A nomogram predicting the risk of extrathoracic metastasis at initial diagnosis of T≤3cmN0 lung cancer
- PMID: 39263041
- PMCID: PMC11384498
- DOI: 10.21037/tlcr-24-338
A nomogram predicting the risk of extrathoracic metastasis at initial diagnosis of T≤3cmN0 lung cancer
Abstract
Background: The risk and risk factors of extrathoracic metastasis at initial diagnosis in T≤3cmN0 lung cancer patients are not fully understood. We aimed to develop a model to predict the risk of extrathoracic metastasis in those patients.

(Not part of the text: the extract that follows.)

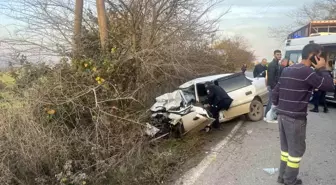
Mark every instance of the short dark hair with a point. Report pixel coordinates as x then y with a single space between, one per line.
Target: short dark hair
208 83
276 51
311 49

Methods: Clinicopathological data of patients were collected from Surveillance, Epidemiology, and End Results (SEER) database. Univariable and multivariable analyses using logistic regression were conducted to identify risk factors. A predictive model and corresponding nomogram were developed based on the risk factors. The model was assessed using the area under the receiver operating characteristic curve (AUC), Hosmer-Lemeshow test, and decision curve.
Results: A total of 20,057 T≤3cmN0 patients were enrolled, of whom 251 (1.25%) were diagnosed with extrathoracic metastasis at the initial diagnosis. Aged ≤50 [odds ratio (OR): 2.05, 95% confidence interval (CI): 1.19-3.53, P=0.01] and aged ≥81 [1.65 (1.05-2.58), P=0.03], Hispanic [1.81 (1.20-2.71), P=0.004], location of bronchus [3.18 (1.08-9.35), P=0.04], larger tumor size, pleural invasion, and a history of colorectal cancer [2.01 (1.01-4.00), P=0.046] were independent risk factors. In the training cohort and validation cohort, the AUCs of the developed model were 0.727, 0.728 respectively, and the results of Hosmer-Lemeshow test were P=0.47, P=0.61 respectively. The decision curve showed good clinical meaning of the model.
Conclusions: Extrathoracic metastasis at initial diagnosis in T≤3cmN0 lung cancer patients was not rare. The model based on the risk factors showed good performance in predicting the risk of extrathoracic metastasis.
Keywords: Lung cancer; metastasis; pleural invasion; pretreatment evaluation.
2024 Translational Lung Cancer Research. All rights reserved.
Conflict of interest statement
Conflicts of Interest: All authors have completed the ICMJE uniform disclosure form (available at https://tlcr.amegroups.com/article/view/10.21037/tlcr-24-338/coif). J.Z. reports receiving funding support from National Natural Science Foundation of China (No. 82102968). H.J. reports receiving funding support from Sichuan Science and Technology Support Program (No. 2022NSFSC1590). The other authors have no conflicts of interest to declare.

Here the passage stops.